Telemarketing e Proteção de Dados Pessoais

07/10/2020 às 20:25
Leia nesta página:

O artigo analisa as consequências da aplicação da Lei Geral de Proteção de Dados Pessoais (Lei nº 13.709/2018) sobre as atividades de telemarketing.

A atividade de telemarketing, realizada por empresas de call center, é afetada pela Lei Geral de Proteção de Dados Pessoais (Lei nº 13.709/2018 - LGPD) e deve se adequar às suas normas.

A maior parte das mudanças decorre diretamente dos fundamentos do respeito à privacidade, da autodeterminação informativa e da defesa do consumidor (art. 2º, I, II e VI, da LGPD), de todos os princípios incidentes sobre o tratamento dos dados pessoais (art. 6º da LGPD) e, igualmente, dos fundamentos do desenvolvimento econômico e tecnológico, da livre iniciativa e da livre concorrência (art. 2º, V e VI, da LGPD).

Entre as atividades de tratamento de dados pessoais, estão a coleta, o armazenamento, o acesso e a utilização (art. 5º, X, da LGPD).

Logo, a simples consulta aos dados de uma pessoa por um operador de telemarketing, ainda que não faça qualquer uso deles (ou seja, que não efetive a ligação ao cliente), é uma atividade regulada pela LGPD.

Por se tratar de uma atividade normalmente prestada por empresas terceirizadas, o controlador dos dados pessoais deve designá-las como operadoras dos dados pessoais e definir quais bancos de dados e (de modo mais importante) quais dados pessoais elas podem operar, especialmente de acordo com os princípios da finalidade, da adequação e da necessidade do tratamento (art. 6º, I a III, da LGPD).

Considerando que a atividade de telemarketing é, essencialmente, relacionada com a comunicação da organização (direta ou indiretamente, por meio de prestadores de serviços) com os seus clientes, especialmente por meio da realização de chamadas telefônicas para os clientes (para oferecer produtos e serviços), não há nenhuma necessidade de armazenar dados pessoais como o endereço (com exceção do município, para eventual distribuição da prestação dos serviços por região, entre outros fins), e-mail, RG e CPF (com exceção do uso de um dado pessoal para eventual confirmação da identidade do cliente). A manutenção de dados pessoais excessivos e desnecessários para os fins pretendidos com a atividade de telemarketing viola os princípios de tratamento previstos no art. 6º da LGPD, principalmente os seus três primeiros incisos.

Além disso, por conter uma mão-de-obra não especializada e rotativa, as empresas de call center devem definir perfis de acesso aos seus bancos de dados, para evitar o uso indevido e outros incidentes com os dados pessoais.

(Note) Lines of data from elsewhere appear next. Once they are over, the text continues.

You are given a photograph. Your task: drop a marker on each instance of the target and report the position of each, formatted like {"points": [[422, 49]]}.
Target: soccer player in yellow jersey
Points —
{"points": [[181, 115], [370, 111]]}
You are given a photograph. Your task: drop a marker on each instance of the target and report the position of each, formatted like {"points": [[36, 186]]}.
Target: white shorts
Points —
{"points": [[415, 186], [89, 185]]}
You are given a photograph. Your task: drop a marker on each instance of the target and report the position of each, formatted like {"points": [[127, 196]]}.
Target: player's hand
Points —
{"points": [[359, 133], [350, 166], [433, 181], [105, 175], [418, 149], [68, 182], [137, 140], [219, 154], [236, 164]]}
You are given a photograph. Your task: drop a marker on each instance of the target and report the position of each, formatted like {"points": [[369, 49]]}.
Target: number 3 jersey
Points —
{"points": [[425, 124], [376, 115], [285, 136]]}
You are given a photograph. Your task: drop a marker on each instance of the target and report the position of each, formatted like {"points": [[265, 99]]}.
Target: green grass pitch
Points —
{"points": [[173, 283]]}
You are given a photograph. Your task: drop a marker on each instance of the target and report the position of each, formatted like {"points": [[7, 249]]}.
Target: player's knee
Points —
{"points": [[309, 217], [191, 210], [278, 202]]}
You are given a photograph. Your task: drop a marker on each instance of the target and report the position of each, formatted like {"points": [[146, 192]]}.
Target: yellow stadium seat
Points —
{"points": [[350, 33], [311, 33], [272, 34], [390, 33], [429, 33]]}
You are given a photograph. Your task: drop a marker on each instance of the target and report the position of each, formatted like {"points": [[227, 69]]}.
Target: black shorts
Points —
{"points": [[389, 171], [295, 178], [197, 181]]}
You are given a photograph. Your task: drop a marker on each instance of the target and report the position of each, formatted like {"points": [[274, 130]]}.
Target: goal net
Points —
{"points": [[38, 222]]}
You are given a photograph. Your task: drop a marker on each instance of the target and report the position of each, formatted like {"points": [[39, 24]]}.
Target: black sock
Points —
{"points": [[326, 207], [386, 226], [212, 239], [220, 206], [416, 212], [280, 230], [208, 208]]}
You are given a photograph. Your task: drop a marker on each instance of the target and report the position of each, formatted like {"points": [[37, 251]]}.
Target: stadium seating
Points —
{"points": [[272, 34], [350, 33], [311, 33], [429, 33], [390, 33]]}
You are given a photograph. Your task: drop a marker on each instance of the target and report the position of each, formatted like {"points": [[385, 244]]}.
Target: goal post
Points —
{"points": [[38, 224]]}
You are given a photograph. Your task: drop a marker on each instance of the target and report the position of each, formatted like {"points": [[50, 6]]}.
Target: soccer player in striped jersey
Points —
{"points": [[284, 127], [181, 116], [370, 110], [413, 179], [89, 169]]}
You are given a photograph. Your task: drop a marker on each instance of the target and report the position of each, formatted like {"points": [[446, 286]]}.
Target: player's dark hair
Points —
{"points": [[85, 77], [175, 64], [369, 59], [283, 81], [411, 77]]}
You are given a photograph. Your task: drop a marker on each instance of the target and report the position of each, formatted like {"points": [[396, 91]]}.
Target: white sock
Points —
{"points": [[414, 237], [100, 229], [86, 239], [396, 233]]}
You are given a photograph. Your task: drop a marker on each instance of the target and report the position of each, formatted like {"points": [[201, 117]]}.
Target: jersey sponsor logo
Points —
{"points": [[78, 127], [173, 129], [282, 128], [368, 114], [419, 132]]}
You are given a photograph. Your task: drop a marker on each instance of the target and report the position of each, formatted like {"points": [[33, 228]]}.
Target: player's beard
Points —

A prestação de serviços a empresas com milhares de clientes e, consequentemente, com bancos de dados contendo milhares (ou milhões) de dados pessoais, exige a adoção das medidas preventivas adequadas para a proteção desses dados.

Outra questão relevante diz respeito ao tratamento de dados pessoais existentes em bancos de dados criados antes da entrada em vigor da LGPD. Considerando a continuidade das atividades de tratamento a partir da vigência da LGPD, deve existir a adequação às suas normas, mas a própria lei contém uma resposta incompleta a essa questão, ao prever que “a autoridade nacional estabelecerá normas sobre a adequação progressiva de bancos de dados constituídos até a data de entrada em vigor desta Lei, consideradas a complexidade das operações de tratamento e a natureza dos dados” (art. 63). Assim, a LGPD prevê a necessidade de adequação progressiva dos bancos de dados anteriores, mas não estabelece forma e prazo, determina a regulamentação do tema pela ANPD, que poderá diferenciar essa adaptação de acordo com a natureza dos dados pessoais tratados e a complexidade das operações realizadas sobre eles.

Logo, até a regulamentação do assunto pela ANPD, permanecerá um ambiente de insegurança jurídica para as empresas, que, de forma preventiva, devem buscar a adequação dos bancos de dados à LGPD e, além disso, realizar todas as operações de tratamento de dados em cumprimento estrito às normas da nova lei (tendo em vista que a adequação progressiva se limita aos bancos de dados e, em princípio, não compreende o tratamento realizado a partir de 18 de setembro de 2020).

Para os titulares dos dados, além dos direitos que já eram assegurados pelo Código de Defesa do Consumidor (mas nem sempre respeitados, como o direito de conhecimento da inserção de seus dados pessoais em bancos de dados, quando realizada sem o seu consentimento, e os direitos de acesso e de retificação desses dados, nos termos do art. 43 do CDC), a Lei Geral de Proteção de Dados Pessoais assegura outros direitos específicos.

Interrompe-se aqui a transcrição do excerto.